If you are an over achiever, an over performer, a perfectionist or spend too much time being “ON” you risk burnout. So, how do you recover and recharge your way to resilience? Most people assume that if you stop a task your brain will have a break and new found energy will automatically generate so that you can tackle that paper, email, or project a little later in the day. Or have you tried leaving your task for the day only to return the following day with no new energy? Surely you have had times where you lie in bed unable to sleep because your brain is still thinking about your to do list. If you lie in bed for eight hours, you may have rested, but you can still feel exhausted the next day. Rest and recovery are not the same thing. Stopping does not equal recovery.
If you’re trying to build resiliency at work then you’ll need internal and external recovery periods. Internal recovery refers to shorter periods of relaxation that take place during the work day. Schedule in mini breaks or shift your attention to a different work task throughout the day. Personally, I know that I only have about a two hour time frame of zoned in focus when I’m working on the computer. After that my brain feels like mush. The benefit I have from working from home is that I can do a few mindless house chores. Cleaning is like meditation to me, so while my body is doing the routine work, my brain does not have to think about what needs to be done. Once I’ve done a few physical chores at home, I can then come back to the computer and re dedicate to my “in the zone” state.

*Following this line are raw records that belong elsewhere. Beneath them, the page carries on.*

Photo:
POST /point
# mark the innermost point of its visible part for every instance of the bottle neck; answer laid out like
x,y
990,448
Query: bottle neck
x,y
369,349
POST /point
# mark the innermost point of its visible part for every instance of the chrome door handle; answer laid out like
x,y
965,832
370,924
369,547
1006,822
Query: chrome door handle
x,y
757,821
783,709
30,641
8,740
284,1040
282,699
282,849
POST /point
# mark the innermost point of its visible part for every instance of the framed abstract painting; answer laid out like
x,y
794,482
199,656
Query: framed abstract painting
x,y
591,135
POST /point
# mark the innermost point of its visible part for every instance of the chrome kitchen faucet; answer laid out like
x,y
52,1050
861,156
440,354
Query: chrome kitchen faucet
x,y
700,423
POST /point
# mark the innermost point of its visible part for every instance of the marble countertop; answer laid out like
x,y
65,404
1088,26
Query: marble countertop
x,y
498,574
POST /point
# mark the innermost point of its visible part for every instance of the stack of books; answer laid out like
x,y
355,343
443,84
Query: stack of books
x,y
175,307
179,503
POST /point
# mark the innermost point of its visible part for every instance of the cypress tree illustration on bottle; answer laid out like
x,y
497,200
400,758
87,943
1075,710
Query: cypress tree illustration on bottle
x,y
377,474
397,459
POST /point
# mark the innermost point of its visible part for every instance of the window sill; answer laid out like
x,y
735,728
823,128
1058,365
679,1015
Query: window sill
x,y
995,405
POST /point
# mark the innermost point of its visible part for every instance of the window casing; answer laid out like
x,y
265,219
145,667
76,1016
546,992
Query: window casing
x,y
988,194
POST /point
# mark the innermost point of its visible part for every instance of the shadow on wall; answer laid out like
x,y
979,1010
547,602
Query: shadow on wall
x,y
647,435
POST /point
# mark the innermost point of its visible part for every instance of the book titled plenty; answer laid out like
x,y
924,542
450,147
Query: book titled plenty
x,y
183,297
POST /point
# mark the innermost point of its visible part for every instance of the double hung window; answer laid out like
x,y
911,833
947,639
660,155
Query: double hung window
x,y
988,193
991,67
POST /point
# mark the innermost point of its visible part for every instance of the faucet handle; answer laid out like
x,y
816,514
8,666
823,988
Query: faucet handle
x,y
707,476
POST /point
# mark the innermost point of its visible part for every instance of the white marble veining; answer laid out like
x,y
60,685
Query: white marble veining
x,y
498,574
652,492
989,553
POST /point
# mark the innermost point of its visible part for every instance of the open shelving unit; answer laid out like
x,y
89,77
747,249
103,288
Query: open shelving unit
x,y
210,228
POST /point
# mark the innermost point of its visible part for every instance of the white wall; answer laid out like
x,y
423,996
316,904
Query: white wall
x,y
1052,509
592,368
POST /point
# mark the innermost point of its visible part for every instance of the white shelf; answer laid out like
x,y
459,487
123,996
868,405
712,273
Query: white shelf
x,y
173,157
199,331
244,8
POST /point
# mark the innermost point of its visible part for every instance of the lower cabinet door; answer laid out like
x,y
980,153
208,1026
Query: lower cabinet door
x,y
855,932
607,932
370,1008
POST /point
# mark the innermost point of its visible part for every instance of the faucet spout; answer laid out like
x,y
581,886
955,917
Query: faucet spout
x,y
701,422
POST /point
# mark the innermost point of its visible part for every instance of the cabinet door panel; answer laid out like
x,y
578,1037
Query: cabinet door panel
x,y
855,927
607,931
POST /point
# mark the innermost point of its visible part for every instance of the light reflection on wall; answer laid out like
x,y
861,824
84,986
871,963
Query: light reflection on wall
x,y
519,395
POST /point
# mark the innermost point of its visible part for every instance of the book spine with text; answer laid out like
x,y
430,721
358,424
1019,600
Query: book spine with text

Finding a “chore” or a different type of mental power throughout your day will help to allow your brain and body an internal recovery period. External recovery refers to actions that take place outside of work. The free time in between your work hours – if during your off time you lay on your bed trying to relax and read the latest notice on your phone about the pandemic and what the government is mandating today, your brain is not actually having recovery time. If you stress about upcoming family events or bills that need to be paid, your brain is staying in a high mental state. Your brain needs rest just as your body does.
If you need to build your resiliency, recharge your way there. Take a break every 90 minutes or so – get up, walk around or turn your focus to something else. Eat lunch outside, not at your desk. Stay off your phone. Plan recovery time during your “OFF” time and enjoy watching TV, movies, sleep, journal, or listen to podcasts. Give yourself permission and then plan it into your day to allow your brain and your body the mental and physical recovery it needs (and watch your productivity increase instead deplete).